There's much to read over at Change.gov about Obama's policies on Education, but among all the good stuff, there are some items that veteran public school teachers are very uncomfortable with.
We have serious doubts, for example, about these:
Support High-Quality Schools and Close Low-Performing Charter Schools: Barack Obama and Joe Biden will double funding for the Federal Charter School Program to support the creation of more successful charter schools. An Obama-Biden administration will provide this expanded charter school funding only to states that improve accountability for charter schools, allow for interventions in struggling charter schools and have a clear process for closing down chronically underperforming charter schools. Obama and Biden will also prioritize supporting states that help the most successful charter schools to expand to serve more students.
Anything relating to increasing the funding for and the expansion of charter schools is more or less a swipe at public education. Why do we have to hand over tax dollars to corporations? It's not that they do the job any better. Cut class size first, improve the facilities, give the kids the services they need. It's not that it's a charter school that will educate them better. It's more a question of finding the political will to reduce the numbers of kids we teach each period and address the social issues in certain communities that keep kids from succeeding.
Prepare Teachers: Obama and Biden will require all schools of education to be accredited. Obama and Biden will also create a voluntary national performance assessment so we can be sure that every new educator is trained and ready to walk into the classroom and start teaching effectively. Obama and Biden will also create Teacher Residency Programs that will supply 30,000 exceptionally well-prepared recruits to high-need schools.
There isn't any performance assessment, voluntary or not, that can ensure that every new educator is ready to start teaching effectively. That's because assessments leave out the most volatile factor in the classroom: real children. Assessments will always be arbitrary. Experience and hard work make teachers effective. Why do you think an assessment at the very beginning of a new career is going to get you a good teacher?

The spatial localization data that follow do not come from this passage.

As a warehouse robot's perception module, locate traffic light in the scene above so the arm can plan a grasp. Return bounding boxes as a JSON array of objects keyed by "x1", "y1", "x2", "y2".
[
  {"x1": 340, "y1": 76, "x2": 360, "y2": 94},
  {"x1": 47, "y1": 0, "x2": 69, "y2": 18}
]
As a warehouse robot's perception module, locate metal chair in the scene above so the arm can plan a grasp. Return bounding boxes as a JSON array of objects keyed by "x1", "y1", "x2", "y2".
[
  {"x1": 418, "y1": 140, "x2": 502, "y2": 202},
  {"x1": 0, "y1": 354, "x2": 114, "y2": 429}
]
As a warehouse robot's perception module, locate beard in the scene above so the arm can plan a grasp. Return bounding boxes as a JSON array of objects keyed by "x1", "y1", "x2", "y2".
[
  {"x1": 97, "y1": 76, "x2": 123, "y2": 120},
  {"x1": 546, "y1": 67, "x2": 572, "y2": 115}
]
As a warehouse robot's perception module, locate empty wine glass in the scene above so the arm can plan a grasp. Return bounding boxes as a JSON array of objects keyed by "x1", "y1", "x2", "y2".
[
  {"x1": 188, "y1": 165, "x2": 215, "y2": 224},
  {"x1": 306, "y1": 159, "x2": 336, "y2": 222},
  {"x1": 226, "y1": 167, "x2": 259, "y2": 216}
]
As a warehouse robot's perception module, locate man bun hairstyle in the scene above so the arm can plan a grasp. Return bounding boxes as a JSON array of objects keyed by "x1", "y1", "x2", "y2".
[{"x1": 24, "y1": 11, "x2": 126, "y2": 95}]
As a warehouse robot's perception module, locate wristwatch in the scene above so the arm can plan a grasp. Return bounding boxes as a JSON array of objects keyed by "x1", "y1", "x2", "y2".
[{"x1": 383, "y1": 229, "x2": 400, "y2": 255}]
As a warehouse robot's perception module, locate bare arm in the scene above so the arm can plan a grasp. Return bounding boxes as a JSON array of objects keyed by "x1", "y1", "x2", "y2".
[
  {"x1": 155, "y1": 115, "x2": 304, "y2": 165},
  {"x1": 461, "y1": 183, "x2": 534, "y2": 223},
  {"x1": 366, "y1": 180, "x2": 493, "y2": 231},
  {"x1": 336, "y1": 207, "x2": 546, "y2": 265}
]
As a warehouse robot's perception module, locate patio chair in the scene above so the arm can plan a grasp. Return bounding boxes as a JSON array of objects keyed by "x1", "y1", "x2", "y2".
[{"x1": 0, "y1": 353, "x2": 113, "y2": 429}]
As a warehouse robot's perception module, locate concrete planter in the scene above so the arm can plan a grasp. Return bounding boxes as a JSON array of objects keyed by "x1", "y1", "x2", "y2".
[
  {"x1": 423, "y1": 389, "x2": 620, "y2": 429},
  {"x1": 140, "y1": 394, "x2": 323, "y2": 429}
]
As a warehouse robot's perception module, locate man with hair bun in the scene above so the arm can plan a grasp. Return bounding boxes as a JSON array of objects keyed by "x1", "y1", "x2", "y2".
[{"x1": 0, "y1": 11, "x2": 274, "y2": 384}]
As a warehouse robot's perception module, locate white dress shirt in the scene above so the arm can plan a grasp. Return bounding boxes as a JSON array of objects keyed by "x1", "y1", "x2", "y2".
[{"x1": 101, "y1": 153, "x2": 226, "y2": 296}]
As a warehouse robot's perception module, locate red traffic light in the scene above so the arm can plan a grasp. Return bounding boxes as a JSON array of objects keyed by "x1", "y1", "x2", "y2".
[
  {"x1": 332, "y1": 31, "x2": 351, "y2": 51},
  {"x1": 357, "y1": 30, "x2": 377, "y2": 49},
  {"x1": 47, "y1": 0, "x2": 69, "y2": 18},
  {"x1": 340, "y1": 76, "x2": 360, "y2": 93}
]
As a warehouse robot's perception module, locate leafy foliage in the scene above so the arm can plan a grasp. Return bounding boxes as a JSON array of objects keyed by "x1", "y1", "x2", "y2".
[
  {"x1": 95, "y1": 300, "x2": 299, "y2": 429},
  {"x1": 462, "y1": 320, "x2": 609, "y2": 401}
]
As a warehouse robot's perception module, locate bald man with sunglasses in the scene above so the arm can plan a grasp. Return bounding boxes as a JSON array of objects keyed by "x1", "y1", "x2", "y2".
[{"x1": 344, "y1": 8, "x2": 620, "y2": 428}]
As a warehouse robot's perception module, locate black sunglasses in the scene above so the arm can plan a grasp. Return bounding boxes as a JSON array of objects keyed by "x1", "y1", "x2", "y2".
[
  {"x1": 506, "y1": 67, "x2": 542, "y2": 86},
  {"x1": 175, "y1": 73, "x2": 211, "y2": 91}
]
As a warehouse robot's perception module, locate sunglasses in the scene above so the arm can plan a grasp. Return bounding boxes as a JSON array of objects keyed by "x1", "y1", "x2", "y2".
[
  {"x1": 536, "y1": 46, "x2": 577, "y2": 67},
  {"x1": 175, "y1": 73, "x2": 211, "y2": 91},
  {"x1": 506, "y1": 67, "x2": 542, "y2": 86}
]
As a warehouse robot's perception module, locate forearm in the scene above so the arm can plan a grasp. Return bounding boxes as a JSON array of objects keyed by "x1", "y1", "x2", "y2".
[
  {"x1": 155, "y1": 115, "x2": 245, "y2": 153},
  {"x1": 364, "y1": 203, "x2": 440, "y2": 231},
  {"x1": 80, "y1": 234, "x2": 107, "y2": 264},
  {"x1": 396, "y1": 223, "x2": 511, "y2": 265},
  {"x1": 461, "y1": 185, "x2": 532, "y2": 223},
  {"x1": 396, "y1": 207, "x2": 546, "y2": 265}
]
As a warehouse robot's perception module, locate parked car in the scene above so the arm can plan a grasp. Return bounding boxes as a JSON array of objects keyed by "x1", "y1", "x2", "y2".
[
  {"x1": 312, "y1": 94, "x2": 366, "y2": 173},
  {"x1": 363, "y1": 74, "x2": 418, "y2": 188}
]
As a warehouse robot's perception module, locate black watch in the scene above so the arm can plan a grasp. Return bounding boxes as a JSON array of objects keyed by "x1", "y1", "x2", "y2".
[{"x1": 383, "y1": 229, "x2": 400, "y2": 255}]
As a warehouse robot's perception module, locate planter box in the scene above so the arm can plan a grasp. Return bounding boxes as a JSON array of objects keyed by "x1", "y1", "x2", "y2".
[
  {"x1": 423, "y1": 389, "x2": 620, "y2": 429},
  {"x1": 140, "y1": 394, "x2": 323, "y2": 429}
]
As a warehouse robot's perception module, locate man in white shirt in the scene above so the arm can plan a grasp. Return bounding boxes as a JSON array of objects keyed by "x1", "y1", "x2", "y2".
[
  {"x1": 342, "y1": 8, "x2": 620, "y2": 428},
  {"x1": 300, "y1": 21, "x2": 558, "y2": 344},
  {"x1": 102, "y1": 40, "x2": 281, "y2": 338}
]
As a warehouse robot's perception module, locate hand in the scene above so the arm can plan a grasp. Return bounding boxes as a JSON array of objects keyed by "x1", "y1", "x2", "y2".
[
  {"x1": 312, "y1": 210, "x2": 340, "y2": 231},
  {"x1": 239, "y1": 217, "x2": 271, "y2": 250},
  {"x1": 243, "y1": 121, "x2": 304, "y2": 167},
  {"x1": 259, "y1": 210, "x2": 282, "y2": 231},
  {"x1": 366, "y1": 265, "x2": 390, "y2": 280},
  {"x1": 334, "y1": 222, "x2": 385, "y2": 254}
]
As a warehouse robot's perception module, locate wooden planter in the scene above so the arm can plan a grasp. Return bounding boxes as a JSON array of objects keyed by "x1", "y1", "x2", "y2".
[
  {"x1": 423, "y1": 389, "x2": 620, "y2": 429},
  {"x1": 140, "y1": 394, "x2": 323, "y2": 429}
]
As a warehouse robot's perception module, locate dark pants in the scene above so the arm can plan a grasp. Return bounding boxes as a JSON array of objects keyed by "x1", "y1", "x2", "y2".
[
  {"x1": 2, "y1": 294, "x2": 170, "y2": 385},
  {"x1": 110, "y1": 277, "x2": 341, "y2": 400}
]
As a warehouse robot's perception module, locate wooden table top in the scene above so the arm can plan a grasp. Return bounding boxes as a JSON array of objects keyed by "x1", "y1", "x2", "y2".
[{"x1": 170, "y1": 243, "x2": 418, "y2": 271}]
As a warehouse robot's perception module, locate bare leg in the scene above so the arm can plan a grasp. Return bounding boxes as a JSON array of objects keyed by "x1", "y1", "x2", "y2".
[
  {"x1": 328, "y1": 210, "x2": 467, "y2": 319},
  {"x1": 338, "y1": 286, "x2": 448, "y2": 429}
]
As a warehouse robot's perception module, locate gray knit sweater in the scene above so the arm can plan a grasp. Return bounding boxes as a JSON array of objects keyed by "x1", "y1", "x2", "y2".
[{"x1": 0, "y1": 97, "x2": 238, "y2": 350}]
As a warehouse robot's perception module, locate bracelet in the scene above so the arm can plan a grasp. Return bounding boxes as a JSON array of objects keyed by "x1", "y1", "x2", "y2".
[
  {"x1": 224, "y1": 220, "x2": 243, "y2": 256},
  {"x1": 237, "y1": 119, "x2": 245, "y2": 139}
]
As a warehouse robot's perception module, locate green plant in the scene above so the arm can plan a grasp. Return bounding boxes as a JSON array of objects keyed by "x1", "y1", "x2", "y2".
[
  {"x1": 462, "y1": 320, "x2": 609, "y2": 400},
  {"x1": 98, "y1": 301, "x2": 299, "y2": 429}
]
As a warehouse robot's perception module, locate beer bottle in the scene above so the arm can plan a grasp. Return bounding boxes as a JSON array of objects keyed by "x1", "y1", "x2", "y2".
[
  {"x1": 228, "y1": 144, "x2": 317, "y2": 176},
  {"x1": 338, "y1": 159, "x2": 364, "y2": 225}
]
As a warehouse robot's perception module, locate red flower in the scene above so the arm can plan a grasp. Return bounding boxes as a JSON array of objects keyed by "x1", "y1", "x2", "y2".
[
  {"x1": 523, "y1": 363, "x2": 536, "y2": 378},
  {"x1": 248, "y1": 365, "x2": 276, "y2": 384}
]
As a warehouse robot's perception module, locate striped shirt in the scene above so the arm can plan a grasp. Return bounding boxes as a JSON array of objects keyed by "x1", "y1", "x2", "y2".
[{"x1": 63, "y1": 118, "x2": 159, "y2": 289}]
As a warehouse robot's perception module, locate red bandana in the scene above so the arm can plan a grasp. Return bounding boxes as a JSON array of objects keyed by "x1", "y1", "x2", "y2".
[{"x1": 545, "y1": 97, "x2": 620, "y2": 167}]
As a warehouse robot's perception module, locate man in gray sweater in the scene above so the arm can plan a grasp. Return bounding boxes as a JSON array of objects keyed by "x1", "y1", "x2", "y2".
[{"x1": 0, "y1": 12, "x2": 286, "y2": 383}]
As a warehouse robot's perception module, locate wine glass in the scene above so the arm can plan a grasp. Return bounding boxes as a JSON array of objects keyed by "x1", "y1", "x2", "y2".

Reward Teachers: Obama and Biden will promote new and innovative ways to increase teacher pay that are developed with teachers, not imposed on them. Districts will be able to design programs that reward with a salary increase accomplished educators who serve as a mentors to new teachers. Districts can reward teachers who work in underserved places like rural areas and inner cities. And if teachers consistently excel in the classroom, that work can be valued and rewarded as well.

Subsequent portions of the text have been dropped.